The reciprocal association between traditional cardiovascular risk factors, including hyperlipidemia, and poor clinical outcomes in heart failure (HF) has been referred to as “reverse epidemiology.” The mechanism underlying this “cholesterol paradox” is presently unclear, but leading hypotheses include relations with persistent malnutrition and inflammation frequently seen in chronic disease states. The Efficacy of Vasopressin Antagonism in Heart Failure Outcome Study With Tolvaptan (EVEREST) database contains a number of clinically important covariates, including markers of nutrition (i.e., albumin and body mass index), and offers the opportunity to better characterize the prognostic value of baseline serum cholesterol levels on postdischarge outcomes in a large population of patients hospitalized for HF. Specifically, the objectives of the present analysis were (1) to report the distribution of total cholesterol and triglycerides, (2) to describe the baseline clinical characteristics by total cholesterol level, and (3) to assess the association between total cholesterol and triglyceride levels and postdischarge morbidity and mortality in patients hospitalized for HF with reduced ejection fraction (EF).
Methods
The overall study design and primary results of the EVEREST program have been described in detail previously. In brief, EVEREST was a prospective, multicenter, multinational, randomized, double-blind, placebo-controlled clinical trial investigating the role of oral tolvaptan, a vasopressin-2 receptor antagonist, on short- and long-term clinical outcomes. Notably, patients were enrolled <48 hours after admission at 359 clinical sites from North America, South America, and Europe from 2003 to 2006. Patients aged >18 years who were hospitalized for worsening HF with EF ≤40% and New York Heart Association (NYHA) class III or IV functional status presenting with ≥2 signs or symptoms of fluid overload (i.e., dyspnea, pitting edema, and jugular venous distension) were eligible for enrollment. Exclusion criteria relevant for the present study included acute myocardial infarction at the time of presentation or co-morbid conditions with expected survival <6 months.

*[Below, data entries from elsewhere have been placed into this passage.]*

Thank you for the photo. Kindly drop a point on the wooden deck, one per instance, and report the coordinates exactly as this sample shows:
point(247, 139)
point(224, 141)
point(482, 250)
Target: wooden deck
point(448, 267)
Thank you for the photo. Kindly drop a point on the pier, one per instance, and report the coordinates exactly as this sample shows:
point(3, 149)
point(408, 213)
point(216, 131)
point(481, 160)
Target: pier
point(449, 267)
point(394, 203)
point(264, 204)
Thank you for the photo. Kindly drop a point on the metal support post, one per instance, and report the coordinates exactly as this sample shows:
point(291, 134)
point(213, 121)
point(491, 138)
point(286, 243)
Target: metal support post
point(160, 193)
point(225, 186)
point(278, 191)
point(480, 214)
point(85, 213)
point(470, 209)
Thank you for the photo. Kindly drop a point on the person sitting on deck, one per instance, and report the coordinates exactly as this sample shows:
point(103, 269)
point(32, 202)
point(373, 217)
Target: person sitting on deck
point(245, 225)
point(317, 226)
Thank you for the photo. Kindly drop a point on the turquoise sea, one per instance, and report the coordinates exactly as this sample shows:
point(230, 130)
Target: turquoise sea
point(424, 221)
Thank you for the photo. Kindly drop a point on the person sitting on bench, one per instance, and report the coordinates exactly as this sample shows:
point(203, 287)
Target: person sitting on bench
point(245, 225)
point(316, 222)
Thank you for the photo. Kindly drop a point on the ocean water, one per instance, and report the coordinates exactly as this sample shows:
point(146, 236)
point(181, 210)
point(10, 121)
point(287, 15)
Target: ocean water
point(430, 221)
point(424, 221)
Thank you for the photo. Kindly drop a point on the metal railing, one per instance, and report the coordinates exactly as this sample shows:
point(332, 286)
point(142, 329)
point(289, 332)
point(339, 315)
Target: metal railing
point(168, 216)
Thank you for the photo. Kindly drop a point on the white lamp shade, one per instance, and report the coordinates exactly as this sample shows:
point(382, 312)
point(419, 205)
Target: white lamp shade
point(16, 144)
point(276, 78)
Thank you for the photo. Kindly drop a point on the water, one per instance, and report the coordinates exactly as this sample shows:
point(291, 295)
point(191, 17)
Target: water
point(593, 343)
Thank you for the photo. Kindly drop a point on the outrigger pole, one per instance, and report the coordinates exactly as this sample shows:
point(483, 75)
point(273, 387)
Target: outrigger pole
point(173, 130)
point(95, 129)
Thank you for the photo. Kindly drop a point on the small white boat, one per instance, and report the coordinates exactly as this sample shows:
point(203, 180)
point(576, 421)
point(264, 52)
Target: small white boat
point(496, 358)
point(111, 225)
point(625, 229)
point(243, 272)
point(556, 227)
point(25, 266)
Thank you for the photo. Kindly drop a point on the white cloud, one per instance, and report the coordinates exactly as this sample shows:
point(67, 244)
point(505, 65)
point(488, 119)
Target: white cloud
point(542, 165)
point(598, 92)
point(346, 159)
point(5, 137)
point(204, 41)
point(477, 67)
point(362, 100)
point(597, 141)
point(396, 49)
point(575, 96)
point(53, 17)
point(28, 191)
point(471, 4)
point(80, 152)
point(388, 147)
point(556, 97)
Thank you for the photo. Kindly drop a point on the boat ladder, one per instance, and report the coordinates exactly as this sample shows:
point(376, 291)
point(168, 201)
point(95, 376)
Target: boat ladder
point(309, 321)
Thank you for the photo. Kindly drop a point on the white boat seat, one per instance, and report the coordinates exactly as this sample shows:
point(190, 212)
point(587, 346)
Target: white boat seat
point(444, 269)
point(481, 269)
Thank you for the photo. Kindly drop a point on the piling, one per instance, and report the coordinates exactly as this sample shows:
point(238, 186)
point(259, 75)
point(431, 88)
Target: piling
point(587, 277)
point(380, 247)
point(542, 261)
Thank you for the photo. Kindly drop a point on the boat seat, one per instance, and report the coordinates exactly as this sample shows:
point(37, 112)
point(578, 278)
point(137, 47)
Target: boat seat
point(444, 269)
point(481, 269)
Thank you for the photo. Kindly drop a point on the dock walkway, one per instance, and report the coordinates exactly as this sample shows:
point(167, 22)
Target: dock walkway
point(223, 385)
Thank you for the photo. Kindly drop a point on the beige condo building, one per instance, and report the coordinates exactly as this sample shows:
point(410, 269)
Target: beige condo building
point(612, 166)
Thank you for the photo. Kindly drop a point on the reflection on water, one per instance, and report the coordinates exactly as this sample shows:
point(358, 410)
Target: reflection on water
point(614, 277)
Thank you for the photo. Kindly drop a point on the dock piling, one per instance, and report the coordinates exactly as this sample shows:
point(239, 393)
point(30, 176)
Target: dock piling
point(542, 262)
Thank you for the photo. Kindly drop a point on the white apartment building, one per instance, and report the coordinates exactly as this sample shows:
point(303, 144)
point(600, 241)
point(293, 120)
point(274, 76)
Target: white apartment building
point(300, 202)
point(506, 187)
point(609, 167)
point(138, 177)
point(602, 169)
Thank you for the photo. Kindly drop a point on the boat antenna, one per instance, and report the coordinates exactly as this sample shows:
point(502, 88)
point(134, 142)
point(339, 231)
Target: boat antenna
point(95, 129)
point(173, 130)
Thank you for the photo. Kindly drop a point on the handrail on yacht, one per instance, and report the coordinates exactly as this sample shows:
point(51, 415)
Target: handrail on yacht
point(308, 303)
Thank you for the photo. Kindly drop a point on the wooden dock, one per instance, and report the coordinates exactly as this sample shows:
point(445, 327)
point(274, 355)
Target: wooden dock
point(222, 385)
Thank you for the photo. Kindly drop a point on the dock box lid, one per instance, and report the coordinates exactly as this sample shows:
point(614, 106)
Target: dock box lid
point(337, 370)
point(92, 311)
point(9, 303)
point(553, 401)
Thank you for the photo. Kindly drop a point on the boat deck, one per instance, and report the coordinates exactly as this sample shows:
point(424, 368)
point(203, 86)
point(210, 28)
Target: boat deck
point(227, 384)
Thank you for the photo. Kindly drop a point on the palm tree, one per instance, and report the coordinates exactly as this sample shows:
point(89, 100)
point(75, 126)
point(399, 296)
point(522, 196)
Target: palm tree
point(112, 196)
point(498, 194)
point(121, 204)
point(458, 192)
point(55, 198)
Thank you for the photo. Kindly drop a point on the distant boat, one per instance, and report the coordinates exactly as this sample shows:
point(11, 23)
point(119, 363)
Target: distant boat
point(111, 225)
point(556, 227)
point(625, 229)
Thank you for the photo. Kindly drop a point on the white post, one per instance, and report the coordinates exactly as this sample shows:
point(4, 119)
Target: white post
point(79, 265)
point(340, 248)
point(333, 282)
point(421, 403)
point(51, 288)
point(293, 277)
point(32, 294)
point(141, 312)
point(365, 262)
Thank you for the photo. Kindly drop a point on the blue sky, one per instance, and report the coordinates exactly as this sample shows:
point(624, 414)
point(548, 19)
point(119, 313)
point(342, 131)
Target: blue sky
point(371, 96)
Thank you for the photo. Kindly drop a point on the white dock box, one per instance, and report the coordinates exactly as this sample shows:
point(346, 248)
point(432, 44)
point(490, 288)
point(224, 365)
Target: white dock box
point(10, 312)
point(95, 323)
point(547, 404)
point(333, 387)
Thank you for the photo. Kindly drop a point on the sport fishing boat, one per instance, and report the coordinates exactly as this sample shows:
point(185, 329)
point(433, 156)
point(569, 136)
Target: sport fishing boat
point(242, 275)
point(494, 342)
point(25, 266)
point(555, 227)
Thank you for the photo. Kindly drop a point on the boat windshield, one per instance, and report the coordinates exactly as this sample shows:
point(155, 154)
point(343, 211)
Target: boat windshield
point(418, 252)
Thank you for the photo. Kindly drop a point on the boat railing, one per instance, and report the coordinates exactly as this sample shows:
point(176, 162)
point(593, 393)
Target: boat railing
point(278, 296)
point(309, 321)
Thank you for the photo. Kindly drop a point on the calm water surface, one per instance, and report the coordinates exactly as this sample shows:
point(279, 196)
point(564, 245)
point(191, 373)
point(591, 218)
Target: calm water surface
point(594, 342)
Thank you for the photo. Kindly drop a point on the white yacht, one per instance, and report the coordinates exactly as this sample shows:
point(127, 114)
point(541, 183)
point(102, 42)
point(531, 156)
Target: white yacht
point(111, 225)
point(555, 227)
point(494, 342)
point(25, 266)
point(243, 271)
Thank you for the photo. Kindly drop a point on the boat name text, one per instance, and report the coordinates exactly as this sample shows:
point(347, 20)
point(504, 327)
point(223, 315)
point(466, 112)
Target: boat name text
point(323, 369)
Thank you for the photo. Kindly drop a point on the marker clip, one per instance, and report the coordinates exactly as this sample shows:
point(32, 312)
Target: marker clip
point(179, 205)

Patients provided explicit written informed consent for participation that was approved by local institutional review boards or ethics committees. Background HF therapy was left to the discretion of the treating physician, but guideline-based recommendations for optimal medical management were included in the study protocol.
In EVEREST, lipid parameters including total cholesterol and triglycerides were collected at enrollment; a complete lipid panel was not included in the study protocol. These samples were not required to be fasting. Laboratory samples were centrally analyzed at 5 core facilities, and results were cross-validated across centers. Patients with missing baseline lipid parameters (either total cholesterol or triglycerides) were excluded from this analysis (n = 176).
The primary predictors of the present study were serum total cholesterol and triglyceride levels, expressed as continuous variables. Because triglyceride data were positively skewed, natural logarithmic transformation was performed for this variable. Additionally, the effect of triglycerides on the composite end point was not linear, and thus the data were modeled utilizing triglyceride quartiles, with results reported as comparisons between adjacent quartiles, with risk in the lower quartile compared with risk in the higher quartile. For descriptive purposes, baseline characteristics and end point analyses are also presented by quartiles of baseline serum total cholesterol. Total cholesterol was selected because it was considered more reliable than triglyceride level in the setting of nonfasting samples. Demographic characteristics, clinical characteristics, vital signs, other laboratory and diagnostic testing, and enrollment medication use were compared across baseline serum total cholesterol quartiles. Lipid-lowering agents were divided into statin and nonstatin subgroups for the purposes of this analysis. Fewer than 5% of patients enrolled in EVEREST (n = 194) were taking nonstatin lipid-lowering agents, and their use was not analyzed in this study. Statins used at baseline included atorvastatin, fluvastatin, lovastatin, pravastatin, rosuvastatin, and simvastatin. Figure 1 provides an overview of the patient selection for this post hoc analysis.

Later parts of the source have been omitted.